2. Upon the trial the court overruled the defendant’s objections to certain testimony of Jackson, offered by the State, as to the directions given by D. S. Looney to Jackson “to have Fluellen get a watch, the objection being that it was hearsay and did not bind the defendants.” We think the evidence was properly admitted. It is true D. S. Looney was not on trial and had not been indicted with the defendants, but, if he was in the conspiracy with the others, his declarations, made before the conspiracy was ended, were as binding upon them as though he had been indicted and tried with them. “ It makes no difference, as to the admissibility of the act or declaration of a conspirator against a defendant, whether the former be indicted or not, or tried or not, with the latter; for the making one a codefendant does not make his acts or declarations any more evidence against another than they were before; the principle upon which they are admissible at all being that the act or declaration of one is the act or declaration of all united in one common design, a principle which is wholly unaffected by the consideration of their being jointly indicted.” Wharton, Crim. Ev. (9th ed.) § 700. Of course the declarations or acts of a third party can have no probative value in this connection, unless the conspiracy is proved. It may be proved either before the admission of evidence as to the acts or declarations or afterwards.

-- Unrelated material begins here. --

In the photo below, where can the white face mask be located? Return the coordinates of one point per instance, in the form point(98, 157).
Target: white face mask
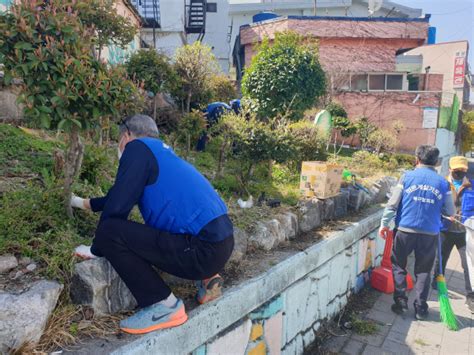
point(119, 152)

If no conspiracy is proved, the evi*289dence as to tbe acts or declarations amounts to nothing. In the present case there was evidence tending to show that D. S. Looney-joined in the scheme or conspiracy with the defendants and Jackson, and there was no error in admitting evidence of his declarations.

3. There was some evidence to show the guilt of the defendants, and the jury, by their verdict, accepted this evidence as true. The trial judge approved their finding, and this court will not interfere with his discretion in refusing to grant a new trial upon general grounds.

Judgment affirmed.

All concurring, except Lewis, J., absent.